Emil Dönges
Schriften von Emil Dönges
Off 20, 11-15 Das Gerichtder Toten und das WeltendeOff 20, 11-15 Das Gerichtder Toten und das Weltende
Im Anschluß an das Gericht über Satan wird uns dann das Gericht der Toten berichtet. Wir hörten, daß die erste Auferstehung sich nur auf die Gerechten, die Erlösten, erstreckte: „Die übrigen der Toten wurden nicht lebendig, bis die tausend Jahre vollendet waren." (Off 20,5)
Das Gericht der Toten ist das dritte Gericht, nachdem der Herr der Herrlichkeit nach der Hochzeit des Lammes mit den Heeren des Himmels auf die Erde herniederkam. Das erste Gericht könnten wir das Kriegsgericht nennen (Off 19,11 f.); das zweite Gericht das Gericht des Königs, indem Er selbst als Richter auf Seinem Throne sitzt (Off 20,4 f.). Hierzu gehört wohl auch das Gericht der lebenden Nationen, das uns der Herr selbst im Ev. Mt 25,31 f. berichtet, denn es findet beim Anfang des Tausendjährigen Reiches statt. Hierauf folgt dann, das dritte oder ewige Gericht, das der Toten, die nicht mit Gott versöhnt waren und nun, nach Vollendung des Tausendjährigen Reiches und nach Vollstreckung des Gerichtes über Satan, am jüngsten oder letzten Tage vor Gottes Richterthron erscheinen müssen.
Wir lesen darüber: „Und ich sah einen großen weißen Thron, und Den, der darauf saß, vor dessen Angesicht die Erde entfloh und der Himmel: und keine Stätte ward für sie gefunden. — Und ich sah die Toten, die Großen und die Geringen, vor dem Throne stehen, und Bücher wurden aufgetan; und ein anderes Buch wurde aufgetan, welches das des Lebens ist: Und die Toten wurden nach dem gerichtet, was in den Büchern geschrieben war, nach ihren Werken." (Off 20,11.12.)

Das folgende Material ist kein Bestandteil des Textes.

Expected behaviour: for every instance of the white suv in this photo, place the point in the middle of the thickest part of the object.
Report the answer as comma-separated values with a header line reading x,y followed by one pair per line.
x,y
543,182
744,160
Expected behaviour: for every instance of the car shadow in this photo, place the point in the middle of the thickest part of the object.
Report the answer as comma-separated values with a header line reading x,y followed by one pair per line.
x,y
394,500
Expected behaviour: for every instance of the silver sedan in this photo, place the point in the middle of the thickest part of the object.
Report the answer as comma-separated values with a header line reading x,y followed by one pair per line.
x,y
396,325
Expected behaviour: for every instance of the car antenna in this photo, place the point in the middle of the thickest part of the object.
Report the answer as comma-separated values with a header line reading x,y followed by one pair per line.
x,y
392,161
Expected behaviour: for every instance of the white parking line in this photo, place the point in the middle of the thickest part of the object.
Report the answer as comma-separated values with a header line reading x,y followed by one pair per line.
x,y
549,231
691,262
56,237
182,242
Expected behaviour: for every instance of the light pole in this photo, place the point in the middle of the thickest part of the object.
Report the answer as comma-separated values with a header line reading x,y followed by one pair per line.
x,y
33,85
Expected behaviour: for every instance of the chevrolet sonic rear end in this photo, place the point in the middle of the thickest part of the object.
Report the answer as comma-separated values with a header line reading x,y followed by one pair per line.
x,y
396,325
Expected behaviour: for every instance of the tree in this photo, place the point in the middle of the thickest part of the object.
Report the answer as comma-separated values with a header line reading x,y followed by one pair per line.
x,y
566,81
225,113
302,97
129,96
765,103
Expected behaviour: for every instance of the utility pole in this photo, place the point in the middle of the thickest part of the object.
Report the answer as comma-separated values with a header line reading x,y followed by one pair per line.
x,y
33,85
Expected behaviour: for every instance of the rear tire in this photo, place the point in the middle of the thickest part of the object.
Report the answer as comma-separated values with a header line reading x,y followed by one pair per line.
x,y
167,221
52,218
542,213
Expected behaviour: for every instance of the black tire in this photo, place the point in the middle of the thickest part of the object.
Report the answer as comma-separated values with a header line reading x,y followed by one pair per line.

Der jüngste Tag, das Ende der Welt, ist gekommen. Auf einem hohen, erhabenen Throne, der im strahlenden Lichte der unbestechlichen Heiligkeit und Gerechtigkeit Gottes hell, rein und weiß erglänzt, sitzt der Weltenrichter. Vor Seinem Angesichte — der Seher nennt Seinen Namen nicht, aber wir wissen, es ist Christus, denn „Gott hat alles Gericht dem Sohne übergeben" — entfliehen die sichtbaren Himmel und die Erde. Das ist der Augenblick, „an welchem die Himmel vergehen werden mit gewaltigem Geräusch, die Elemente aber werden im Brande aufgelöst und die Erde und die Werke auf ihr verbrannt werden". 2Pet 3,10.) Es ist das letzte Ereignis am „Tage des Herrn", der Abschluß dieses Tages. Alles, was der Mensch erbaut und errafft hat, seine Denkmäler und Schätze, seine Bauten und Reiche, alles, worauf er stolz war, und woran sein Herz hing, alles zerrinnt wie ein Nebelbild, vergeht im Feuer, „und keine Stätte ward für sie gefunden". —
Aber wenn auch alle Werke der Menschen untergehen und die Erde selbst vergeht, die Menschen selbst sind nicht untergegangen oder vernichtet worden und werden nie vernichtet werden. Ihre Seelen leben noch und hören nie auf, zu sein. Gott blies dem Menschen in der Schöpfung Seinen Odem ein, gab ihm von Seinem Geiste. Das tat Er nicht bei den Tieren; und so ist der Mensch unsterblich geworden. Darum müssen „alle, die in den Gräbem sind", d. h. alle Gestorbenen und alle Lebenden, auch „die das Böse getan haben", einmal „die Stimme des Sohnes Gottes hören" und vor Seinem Angesicht und Richterstuhl erscheinen. (Joh 6,28.29; Röm 14,10.)98
Dort müssen alle vor dem Richter stehen, „die Großen und die Geringen", und Sein gerechtes und ewigbindendes Urteil hören. „Die Bücher wurden aufgetan, und ein anderes Buch wurde aufgetan, welches das des Lebens ist." Da ist also eine Verschiedenheit der Bücher. In dem einen Buche sind nur Werke verzeichnet, denn die hier Versammelten werden gerichtet nach ihren Werken. In dem anderen Buche stehen dagegen nicht Werke, sondern Namen, die Namen derer, die das göttliche Leben haben und zum ewigen Leben in die Herrlichkeit eingehen.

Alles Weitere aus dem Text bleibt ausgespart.